In ‘Pierre Menard, Author of the Quixote’, Borges delegates the task of writing the Quixote to an imaginary author, who produces a version that is identical to, yet different from, the original. Wisely, Borges keeps this masochistic undertaking off the page, allowing us only brief glimpses of Menard’s text in his critical review. Macbeth gives us the actual thing. Where Borges imagines a literary protagonist, Macbeth becomes one, assuming the role of a deluded belletrist. It is this actualisation that qualifies the project as art rather than literature (which always begins with banishing the actual).

‘I simply stare at a sentence,’ said Macbeth, when I asked about his method, ‘until I can see what I think a couple of words mean, and then I gradually construct the sentence around those words until it snaps into place.’ This translation-by-staring could be interpreted in a number of ways. The rendering of Die Verwandlung as ‘The Wanderer’, and Bettdecke as ‘Betty’, suggests full advantage is taken of German words that share sequences of letters with English ones. Orthographic correspondence aside, Macbeth is increasingly able to deduce the rhythm of Kafka’s prose as the distinction between nouns, adjectives and verbs becomes clearer to him. And there is a system here, of a kind: according to Macbeth, once the meaning of a word has been established it is retained. There is a lexicon, then, albeit one in which each word’s meaning is forged in a moment of unalloyed error.
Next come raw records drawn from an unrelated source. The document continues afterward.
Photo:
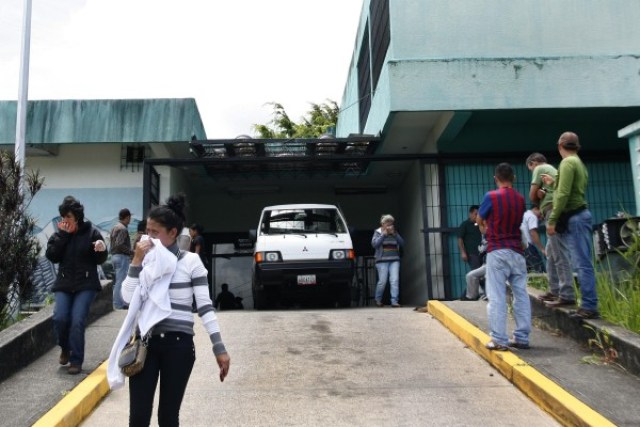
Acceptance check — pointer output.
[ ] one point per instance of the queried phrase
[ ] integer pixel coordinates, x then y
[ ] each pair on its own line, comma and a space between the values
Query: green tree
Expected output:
18, 246
319, 120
As Walter Benjamin noted, the translator’s task is not to reproduce the meaning of an original text, but to render its ‘mode of signification’. Paradoxically, translation reveals the foreign-ness of two languages to one another by revealing an underlying ‘language of truth’ to which they both refer. We must understand this language of truth not as some (pre-structuralist) substrate of ‘authentic’ meaning, but as an active principle of cross-reference that becomes possible only in the moment of translation. Reading ‘The Wanderer’, it occurred to me that, just as there is never an absolute semantic fidelity between a conventional translation and an original text, so, with Macbeth’s unorthodox translation, there can be no absolute semantic infidelity. Cross-referring his and Kafka’s texts produces moments of convergence. ‘It was no dream,’ reflects Gregor on realising he has become a huge insect. Macbeth’s equivalent, ‘The war had reached Traum’, uses different words but conveys an equally rude awakening.